Então, antes de postar aquela foto de lingerie um tanto quanto, hum, “sensual”, no seu Facebook, Twitter ou Orkut, dê uma lida rápida nas dicas dadas aqui embaixo (...):




 Evite colocar fotos simulando nudez, ou fotos de roupas íntimas. Não é sexy, é exposição demais --redes sociais também são como um encontro entre pessoas, então é como se você tirasse a roupa em um ambiente público. Lembre-se da capacidade de multiplicação da internet! Você pode se arrepender daqui a alguns anos, mas o Google pode continuar expondo essas fotos quando se busca pelo seu nome. Fotos de nudez explícita, nunca. Lembre-se: existem brechas em sites sociais que, inclusive, permitem o compartilhamento de imagens com pessoas que não são suas amigas por lá.

- Pule as descrições e pormenores de sua vida, em qualquer rede. As pessoas não se interessam por isso, e você cai no risco de ganhar um “hide” ou um “unfollow” dos seus amigos virtuais.
- Fotos de balada, fazendo pose de "poderoso", "jet-setter" ou "insider" podem dizer bem o oposto disso. Be careful!
- Não vale postar ensaios fotográficos amadores, feitos na escada de incêndio do seu prédio ou na sala de casa. Pelo simples fato de que não é bom ou bonito, é amador, por mais que você seja o Brad Pitt (ou Angelina Jolie, tanto faz)! Mas atenção: ensaios divertidos, com bom-humor e bom-senso sempre são bem-vindos.
- Diga não ao Photoshop. Retoques malfeitos podem ressoar pior do que uma beleza natural.
- Repudie fotos de si próprio no espelho e fotos de si mesmo sem olhar para a câmera. É meio forçado...
- Evite frases de efeito da Clarice Lispector. É uma grande escritora, sim, mas a leia antes. Conheça. Muito do que se difunde como sendo de sua autoria não é.
- Dentro disso, não tente impressionar demonstrando conhecimento sobre coisas que você não domina. Não é feio não saber das coisas. Sócrates, um dos filósofos mais brilhantes da nossa história (e era analfabeto, vejam só), resume: “só sei que nada sei”. Não é clichê, é real.
- Não tire foto de qualquer coisa e poste em redes sociais. Uma samambaia que é empolgante para um não é, certamente, para muitos outros.
- Saia fora de descrições minuciosas sobre as suas viagens. Seja sucinto. E poste um monte de fotos depois, elas falam por si só. Acessa somente quem quiser vê-las. E fim de papo (...)".

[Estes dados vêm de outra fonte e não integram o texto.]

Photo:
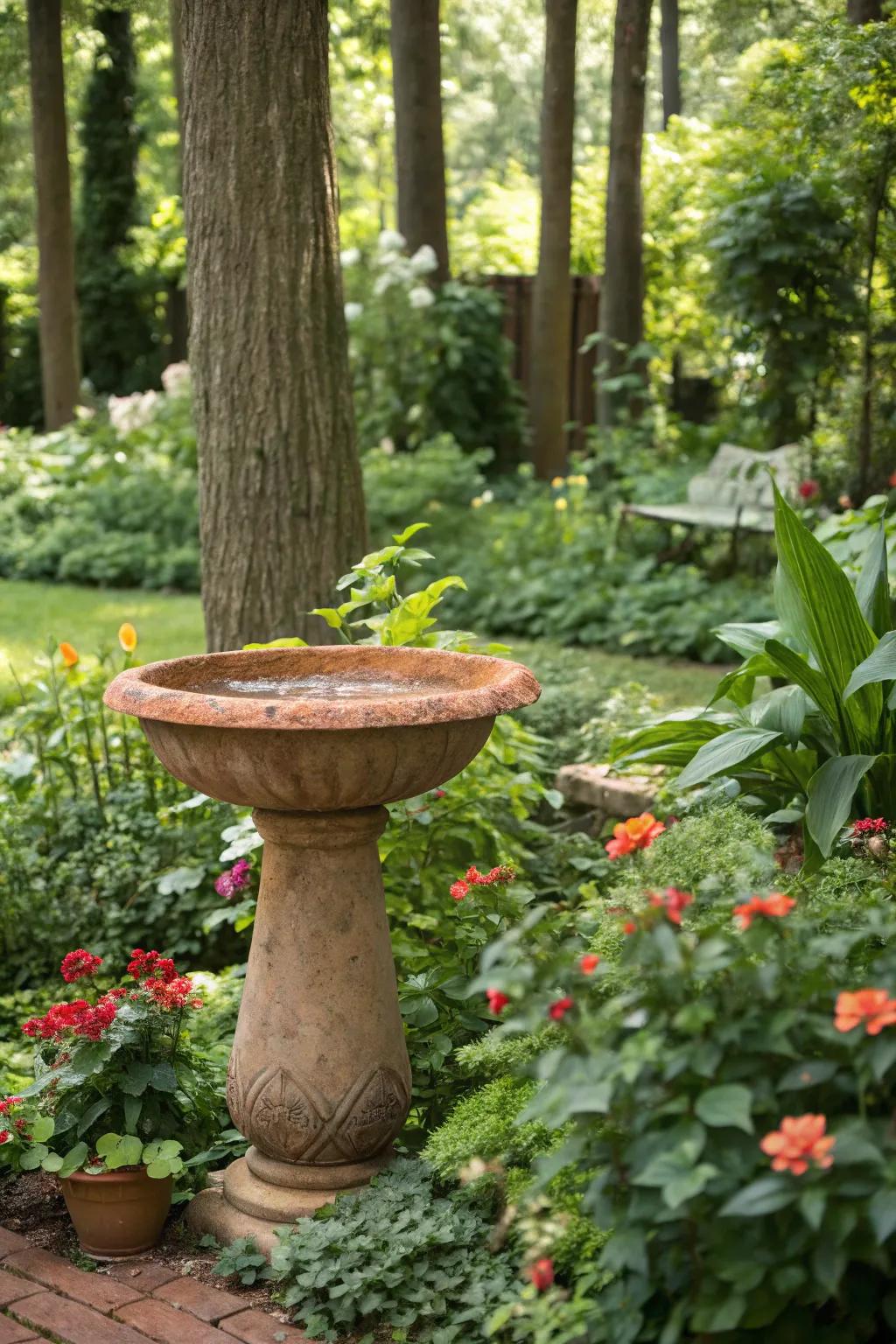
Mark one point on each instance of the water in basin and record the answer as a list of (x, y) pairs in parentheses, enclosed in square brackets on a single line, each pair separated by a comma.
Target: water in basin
[(318, 687)]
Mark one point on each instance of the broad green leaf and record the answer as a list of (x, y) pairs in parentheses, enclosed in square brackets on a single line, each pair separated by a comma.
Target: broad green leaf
[(747, 637), (795, 667), (872, 586), (401, 538), (878, 666), (73, 1160), (881, 1214), (830, 797), (727, 1105), (838, 634), (723, 754), (762, 1196)]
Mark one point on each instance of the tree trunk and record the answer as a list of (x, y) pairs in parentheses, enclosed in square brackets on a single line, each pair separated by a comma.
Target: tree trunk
[(622, 290), (60, 363), (670, 60), (419, 152), (550, 396), (864, 11), (281, 500)]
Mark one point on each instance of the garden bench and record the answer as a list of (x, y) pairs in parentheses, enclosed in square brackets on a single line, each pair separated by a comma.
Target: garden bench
[(734, 494)]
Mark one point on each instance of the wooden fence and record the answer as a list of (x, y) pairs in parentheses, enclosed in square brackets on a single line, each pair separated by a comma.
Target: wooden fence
[(516, 293)]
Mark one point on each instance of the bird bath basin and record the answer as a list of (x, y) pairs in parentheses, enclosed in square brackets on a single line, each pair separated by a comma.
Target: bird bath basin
[(316, 741)]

Pois é, navegar pelas redes sociais ficou muito mais sem graça, de certo ponto de vista: esse tipo de conjunto de regras de conduta, como o exposto pela Folha, limita enormemente as possibilidades do agir  espontâneo e livre, promessa vendida pelas ferramentas desenvolvidas na sociedade dita "pós-moderna". Vemos que, enquanto as novas formas de comunicação virtuais não são absorvidas pelas esferas mais "físicas" de interação, essa promessa até que se cumpre minimamente: Quando a esfera virtual se mantém como uma espécie de "dimensão paralela", deslocada de nossas relações físicas, tendemos a nos manifestar de modo menos limitado, buscando mostrar "quem de fato somos" pela exposição de depoimentos, opiniões e até imagens e vídeos que revelam características que - em geral - só exibimos para nossos contatos físicos mais íntimos. O anonimato foi uma das ferramentas empregadas para viabilizar esse "isolamento" do mundo virtual sobre o mundo físico. Conforme o universo virtual é absorvido pelas outras esferas - quando nossos chefes, amigos, amores e vizinhos também compõem nossa rede de contatos e/ou podem acessar livremente as informações que emitimos -, contudo, vemo-nos cada vez mais amarrados a regras de sociabilidade muito similares àquelas que balizam nosso comportamento em ambientes públicos da vida cotidiana. E, assim, a promessa da "pós-modernidade" perde boa parte de seu sentido.